De Sica, invece, è uno speculatore edilizio con un piano ben preciso e interessi concreti come movente della malvagità – insomma, con quella sottile ridicolizzazione del potere non c’entra niente. E le atmosfere abbastanza spaghetti western della storia confondono le acque in un completo pasticcio: cos’è questo caotico guazzabuglio, in quale film di Bud&Terence siamo?
Nel film di YouNuts troviamo pure un ruolo femminile importante, quello della determinata Miriam (Alessandra Mastronardi): nel film di Fondato erano tutti maschi e l’unica ragazza è la bella e dolce trapezista di cui s’innamora Terence Hill, che l’aiuterà a salvare il luna park dalla furia distruttiva dei mafiosi. Insomma, nel 2022 la donna non è più tenera, inerme e bisognosa di protezione maschile, ma una tostissima, che partecipa attivamente alla resistenza contro il malvagio signorotto. Va benissimo, le donne sono davvero così, ma se in questo film ci lasciate uno scanzonato principe azzurro come Terence Hill non dispiace affatto, eh. Se esiste un uomo come quel Kid per lui torniamo volentieri ad essere le fanciulle indifese della situazione – sebbene la trapezista del film fosse tutt’altro che una svampita, va detto.
Più che un remake si tratta quindi di un reboot, che, volendo proprio girarla a tributo, poteva francamente essere presentato in tanti altri modi, ma non certo con lo stesso titolo o ricercando un’inefficace somiglianza tra attori. YouNuts, registi di belle clip musicali (“Se piovesse il tuo nome” di Elisa; “Morirò da re” di Maneskin; “E’ sempre bello” di Coez; “Maradona y Pelè” di The Giornalisti), avevano tutti i numeri per farlo senza gettarsi lancia in resta in un’impresa quasi suicida.
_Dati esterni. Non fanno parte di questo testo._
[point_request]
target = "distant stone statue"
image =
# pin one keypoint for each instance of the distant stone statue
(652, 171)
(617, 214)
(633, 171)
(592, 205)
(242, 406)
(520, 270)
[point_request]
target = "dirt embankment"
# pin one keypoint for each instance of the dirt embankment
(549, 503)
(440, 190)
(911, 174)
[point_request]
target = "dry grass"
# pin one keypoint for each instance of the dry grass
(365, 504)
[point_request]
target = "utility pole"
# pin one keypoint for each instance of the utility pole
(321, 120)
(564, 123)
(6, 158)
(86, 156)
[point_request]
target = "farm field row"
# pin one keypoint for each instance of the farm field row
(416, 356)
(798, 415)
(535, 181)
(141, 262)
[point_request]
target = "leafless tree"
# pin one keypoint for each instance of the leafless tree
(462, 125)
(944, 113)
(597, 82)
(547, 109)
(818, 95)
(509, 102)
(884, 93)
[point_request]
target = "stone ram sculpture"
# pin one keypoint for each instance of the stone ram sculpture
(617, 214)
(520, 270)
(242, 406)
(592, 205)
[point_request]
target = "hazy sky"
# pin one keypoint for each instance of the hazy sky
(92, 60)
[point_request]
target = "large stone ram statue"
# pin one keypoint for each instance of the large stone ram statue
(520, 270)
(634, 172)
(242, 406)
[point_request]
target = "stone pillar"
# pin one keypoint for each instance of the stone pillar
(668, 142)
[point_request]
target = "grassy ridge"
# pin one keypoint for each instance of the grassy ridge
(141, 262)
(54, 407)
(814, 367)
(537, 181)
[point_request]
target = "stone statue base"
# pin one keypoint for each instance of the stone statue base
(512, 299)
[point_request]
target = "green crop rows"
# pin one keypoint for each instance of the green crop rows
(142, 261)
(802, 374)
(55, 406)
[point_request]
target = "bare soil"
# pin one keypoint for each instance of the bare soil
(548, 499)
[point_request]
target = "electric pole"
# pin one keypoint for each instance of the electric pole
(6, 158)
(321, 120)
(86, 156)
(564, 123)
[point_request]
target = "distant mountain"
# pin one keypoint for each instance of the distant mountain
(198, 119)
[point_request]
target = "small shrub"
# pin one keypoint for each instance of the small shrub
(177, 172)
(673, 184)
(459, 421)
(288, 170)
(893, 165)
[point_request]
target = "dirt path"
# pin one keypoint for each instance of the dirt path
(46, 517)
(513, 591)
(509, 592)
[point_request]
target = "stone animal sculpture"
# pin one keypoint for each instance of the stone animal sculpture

Già all’apparizione del trailer, i fan di Bud e Terence si sono ribellati invitando persino a boicottare le sale. In molti il film non lo vedranno, compresa la sottoscritta. Da chi invece lo ha fatto nelle anteprime di questi giorni, trapelano in grande maggioranza commenti ultranegativi, alcuni al limite del linciaggio. Il superstite della fantastica coppia vera, Terence Hill, finora tace e non è un buon segno.
Una considerazione (pregiudiziale sì, concedetelo) però possiamo ugualmente farla prima della visione. Il film di Marcello Fondato resta praticamente perfetto, nei minimi dettagli (il direttore d’orchestra, il killer violinista, la sala da ballo e il locale della sfida birra e hot dog… quanto meraviglioso vintage). E senza l’inarrivabile scena del coro dei pompieri quello non sarà mai “Altrimenti ci arrabbiamo”. Se non può più dirlo Bud, lo facciamo noi a gran voce al posto suo che «siamo già arrabbiati».